KİTAPLARA İMAN İmanın üçüncü şartı, kitaplara inanmaktır. Cenâb-ı Hak, emirlerini, nehiylerini, hikmetlerini kullarına bildirmek için zaman zaman peygamberlerine kitaplar indirmiştir. Tevrat’ı Mûsâ aleyhisselâm’a, Zebûr’u Dâvûd (a.s.)’a, İncil’i Îsâ aleyhisselâm’a, Kur’ân-ı Kerîm’i de Kâinâtın Efendisi Muhammed Mustafâ sallallâhü aleyhi ve sellem Efendimize indirmiştir. Böyle inanmak farzdır. Bu dört muazzam kitaptan başka bir de yüz adet suhuf (sahifeler) vardır. Nitekim Ebû Zer (r.a.) rivâyetinde şöyle buyrulmuştur; 10 Suhuf Âdem aleyhisselâm’a, 50 Suhuf Şît (a.s.)’a, 30 Suhuf İdrîs aleyhisselâm’a, 10 Suhuf İbrâhîm (a.s.)’a gönderilmiştir ki; tamamı 100 Suhuf’tur. Bu Kitap ve Suhuf’un tamamı, indirildikleri minval üzere dosdoğrudur ve Allâhü Teâlâ’nın kelamıdır. Nazmı ve tertibi Allâhü Teâlâ’ya aittir, mahlûk tertibi değildir. Cebrâil aleyhisselâm vasıtasıyla inmiştir. Kur’ân-ı Kerîm, bütün bu kitaplardan sonra muktezâ-yı hâle uygun olarak, Peygamber Efendimiz (s.a.v.)’e yirmi üç senede vahyolunmuştur.
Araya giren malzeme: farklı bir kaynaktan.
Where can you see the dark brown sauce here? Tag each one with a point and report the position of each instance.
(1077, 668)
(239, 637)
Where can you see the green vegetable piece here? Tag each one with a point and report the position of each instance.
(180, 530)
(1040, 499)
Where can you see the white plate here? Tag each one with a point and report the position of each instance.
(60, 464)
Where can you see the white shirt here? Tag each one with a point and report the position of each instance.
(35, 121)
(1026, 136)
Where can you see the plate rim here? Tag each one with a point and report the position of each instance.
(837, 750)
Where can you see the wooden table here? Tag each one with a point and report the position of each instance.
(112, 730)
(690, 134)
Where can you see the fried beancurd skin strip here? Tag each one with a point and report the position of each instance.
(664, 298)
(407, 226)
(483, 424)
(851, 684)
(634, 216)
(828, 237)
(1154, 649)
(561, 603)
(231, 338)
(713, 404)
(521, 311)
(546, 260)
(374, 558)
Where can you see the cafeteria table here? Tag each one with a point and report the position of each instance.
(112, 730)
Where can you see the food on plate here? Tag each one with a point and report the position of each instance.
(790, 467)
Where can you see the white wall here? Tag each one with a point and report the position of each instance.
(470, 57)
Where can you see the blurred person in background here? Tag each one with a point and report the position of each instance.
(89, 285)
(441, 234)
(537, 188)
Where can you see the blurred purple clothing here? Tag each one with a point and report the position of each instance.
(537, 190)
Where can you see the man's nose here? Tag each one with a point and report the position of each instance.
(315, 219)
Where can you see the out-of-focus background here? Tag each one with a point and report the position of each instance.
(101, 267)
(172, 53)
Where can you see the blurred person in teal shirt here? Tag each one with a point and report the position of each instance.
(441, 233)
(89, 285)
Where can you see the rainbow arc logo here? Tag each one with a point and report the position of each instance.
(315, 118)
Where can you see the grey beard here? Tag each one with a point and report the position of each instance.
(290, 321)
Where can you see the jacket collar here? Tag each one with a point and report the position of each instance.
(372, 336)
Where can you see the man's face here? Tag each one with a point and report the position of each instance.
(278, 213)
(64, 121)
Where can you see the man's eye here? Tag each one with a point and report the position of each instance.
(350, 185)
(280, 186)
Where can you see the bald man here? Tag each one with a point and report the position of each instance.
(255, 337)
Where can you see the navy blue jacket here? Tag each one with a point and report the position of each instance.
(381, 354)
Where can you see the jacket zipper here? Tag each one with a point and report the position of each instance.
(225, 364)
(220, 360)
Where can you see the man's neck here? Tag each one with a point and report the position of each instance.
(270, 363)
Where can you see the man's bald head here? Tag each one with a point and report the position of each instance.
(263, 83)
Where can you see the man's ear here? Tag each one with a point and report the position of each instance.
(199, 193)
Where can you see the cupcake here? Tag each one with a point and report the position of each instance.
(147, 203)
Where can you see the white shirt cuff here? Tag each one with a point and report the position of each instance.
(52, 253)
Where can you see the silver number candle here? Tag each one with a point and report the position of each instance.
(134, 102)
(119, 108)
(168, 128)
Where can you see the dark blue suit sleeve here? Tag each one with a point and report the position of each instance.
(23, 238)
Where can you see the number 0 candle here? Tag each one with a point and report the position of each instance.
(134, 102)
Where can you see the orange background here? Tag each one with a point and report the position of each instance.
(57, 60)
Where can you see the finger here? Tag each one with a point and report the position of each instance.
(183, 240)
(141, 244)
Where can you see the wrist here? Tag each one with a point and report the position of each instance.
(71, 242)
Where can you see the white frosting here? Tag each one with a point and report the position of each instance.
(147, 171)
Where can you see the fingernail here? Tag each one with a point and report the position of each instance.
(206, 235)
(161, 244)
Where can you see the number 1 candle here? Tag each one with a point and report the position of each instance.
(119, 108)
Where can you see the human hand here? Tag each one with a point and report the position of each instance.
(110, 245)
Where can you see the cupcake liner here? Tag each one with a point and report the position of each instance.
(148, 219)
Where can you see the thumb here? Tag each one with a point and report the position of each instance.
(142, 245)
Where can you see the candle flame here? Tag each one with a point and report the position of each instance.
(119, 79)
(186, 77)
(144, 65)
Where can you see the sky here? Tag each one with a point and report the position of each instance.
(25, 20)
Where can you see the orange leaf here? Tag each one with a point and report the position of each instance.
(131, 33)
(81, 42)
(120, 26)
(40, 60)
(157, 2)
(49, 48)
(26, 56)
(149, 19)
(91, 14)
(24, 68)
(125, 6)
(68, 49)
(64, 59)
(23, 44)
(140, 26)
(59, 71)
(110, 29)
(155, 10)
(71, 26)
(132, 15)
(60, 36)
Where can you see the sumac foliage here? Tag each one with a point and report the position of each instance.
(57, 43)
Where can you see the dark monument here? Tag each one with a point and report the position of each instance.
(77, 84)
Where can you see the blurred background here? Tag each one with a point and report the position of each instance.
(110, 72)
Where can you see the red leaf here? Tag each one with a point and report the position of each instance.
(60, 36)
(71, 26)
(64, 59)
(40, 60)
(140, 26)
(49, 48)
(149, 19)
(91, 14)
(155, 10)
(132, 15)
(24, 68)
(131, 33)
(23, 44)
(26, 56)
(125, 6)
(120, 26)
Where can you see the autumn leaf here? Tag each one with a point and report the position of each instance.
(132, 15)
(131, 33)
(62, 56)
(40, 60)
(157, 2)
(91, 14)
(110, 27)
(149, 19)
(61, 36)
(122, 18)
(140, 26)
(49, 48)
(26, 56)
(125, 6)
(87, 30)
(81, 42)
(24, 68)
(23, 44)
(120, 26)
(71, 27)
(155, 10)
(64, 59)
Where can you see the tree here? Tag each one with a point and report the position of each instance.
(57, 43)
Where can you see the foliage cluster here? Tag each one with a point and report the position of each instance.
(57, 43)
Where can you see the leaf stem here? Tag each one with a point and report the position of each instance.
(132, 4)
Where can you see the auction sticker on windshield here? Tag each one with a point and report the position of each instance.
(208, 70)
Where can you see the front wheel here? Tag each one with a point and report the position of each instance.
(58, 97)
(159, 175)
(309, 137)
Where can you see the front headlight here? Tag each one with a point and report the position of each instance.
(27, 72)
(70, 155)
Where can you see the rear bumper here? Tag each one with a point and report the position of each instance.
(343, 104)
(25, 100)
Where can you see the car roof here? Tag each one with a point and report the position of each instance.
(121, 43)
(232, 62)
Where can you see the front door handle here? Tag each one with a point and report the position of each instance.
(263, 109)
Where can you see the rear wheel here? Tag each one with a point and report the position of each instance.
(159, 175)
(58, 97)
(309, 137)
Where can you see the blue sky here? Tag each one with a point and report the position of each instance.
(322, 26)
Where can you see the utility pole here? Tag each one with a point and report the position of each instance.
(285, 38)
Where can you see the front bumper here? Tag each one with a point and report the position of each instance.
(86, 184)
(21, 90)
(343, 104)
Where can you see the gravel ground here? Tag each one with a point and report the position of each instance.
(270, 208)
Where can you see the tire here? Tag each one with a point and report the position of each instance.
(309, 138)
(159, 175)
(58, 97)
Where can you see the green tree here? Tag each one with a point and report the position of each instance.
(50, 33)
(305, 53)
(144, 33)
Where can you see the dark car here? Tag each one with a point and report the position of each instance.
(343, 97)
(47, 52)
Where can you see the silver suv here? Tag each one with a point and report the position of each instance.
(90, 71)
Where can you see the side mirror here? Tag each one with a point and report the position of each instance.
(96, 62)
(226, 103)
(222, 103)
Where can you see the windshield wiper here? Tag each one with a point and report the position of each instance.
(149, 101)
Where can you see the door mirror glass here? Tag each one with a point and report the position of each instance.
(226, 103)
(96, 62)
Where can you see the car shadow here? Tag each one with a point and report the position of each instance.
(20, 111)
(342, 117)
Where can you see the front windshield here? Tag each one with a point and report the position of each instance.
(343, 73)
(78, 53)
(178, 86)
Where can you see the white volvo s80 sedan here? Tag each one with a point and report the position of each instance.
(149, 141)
Bütün mucizelerin en büyüğü Kur’ân-ı Kerîm’dir. Zira diğer mucizeler vakitlidir. Kur’ân-ı Kerîm ise kıyamete kadar bâkîdir. En kısa bir sûre-i şerîfinin bir benzerini getirmekten bütün mahlûkât âcizdir. Nitekim Allâhü Teâlâ, İsrâ Sûresi’nin 88. âyet-i kerîmesinde şöyle buyurmuştur -meâlen-: “De ki; Andolsun, eğer insanlar ve cinler bu Kur’ân’ın bir mislini getirmek üzere toplanacak olsalar, elbette onun bir mislini getiremeyeceklerdir. Velev ki, bazıları bazılarına yardımcı olsun.” Hakikaten de dil ülkesinin sultanı sayılabilecek Arap şair ve edipleri, Kur’ân-ı Kerîm’in en kısa sûresi sayılan Kevser Sûresi’ne bile fesâhat ve belâğatte denk sayılabilecek bir söz söyleyemediler. Bu kimselerin her bakımdan âciz oldukları ortaya çıkınca, Kur’ân-ı Kerîm’in Allâhü Teâlâ’nın kelâmı olduğu iyice anlaşılmış oldu. Bundan sonra hidâyeti kabul edenler, bölük bölük Resûlullah (s.a.v.) Efendimiz’in peygamberliğini kabul ve itiraf ettiler.